In that context, it would stand to reason that the words and the resonance of the tweets themselves -- the content of the characters -- would make the real difference between "share" and "ignore."

What's remarkable about the HP paper and its algorithm is how back-to-the-future their results actually are. Online, the researchers are saying, the power of the brand is exactly what it has been since brands first emerged in the Middle Ages: It's a vector of trust. And it's a direct proxy for the ongoing transactional realities of the in-person human relationship. While Twitter and its fellow social media platforms certainly allow for breakthrough, source-agnostic WHOAs -- @keithurbahn, Double Rainbow Guy -- the HP study suggests that, when it comes to news, trust is actually much more important than emotion.

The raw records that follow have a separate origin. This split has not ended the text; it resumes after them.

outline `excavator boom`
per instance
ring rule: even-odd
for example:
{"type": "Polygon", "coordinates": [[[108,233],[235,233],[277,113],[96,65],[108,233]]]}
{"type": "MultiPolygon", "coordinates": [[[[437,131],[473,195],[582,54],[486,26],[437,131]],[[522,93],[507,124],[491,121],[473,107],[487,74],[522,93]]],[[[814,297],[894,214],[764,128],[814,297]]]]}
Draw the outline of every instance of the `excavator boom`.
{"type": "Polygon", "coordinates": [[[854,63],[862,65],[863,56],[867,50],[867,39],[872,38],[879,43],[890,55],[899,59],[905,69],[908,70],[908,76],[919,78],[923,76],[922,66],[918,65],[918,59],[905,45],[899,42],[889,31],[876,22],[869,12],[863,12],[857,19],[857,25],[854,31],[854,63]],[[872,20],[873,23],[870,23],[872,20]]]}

Shareability is largely a function of reliability.

That makes sense, given that we users are increasingly aware of ourselves not only as conduits of information, but as agents of it. Though I will eagerly click on a "WHOA, THIS IS HUGE" link from someone I follow, I'm much more likely to share a WTIH link when it's sent by @NYTimes. I don't want to be amplifying bad intel. And I understand, implicitly, that something sent from the Times -- something vetted by an organization that has a lot to lose in getting something wrong -- is more trustworthy than something sent from another person. Even if that person is a friend.

This is a the probabilistic brand in action. Though it's easy (and sometimes accurate) to think that the web is fracturing once-solid institutions ... on Twitter, at least, the opposite seems to be true. On Twitter, the brand -- a convening force, an agent of trust, an assurance of quality -- is more valuable than ever.

The HP paper focuses on article popularity, with Twitter spread as the key metric of that popularity. The original wording of this post wasn't clear about that, so I've updated the language above to better reflect the distinction. And big thanks to Steve Myers for pointing it out.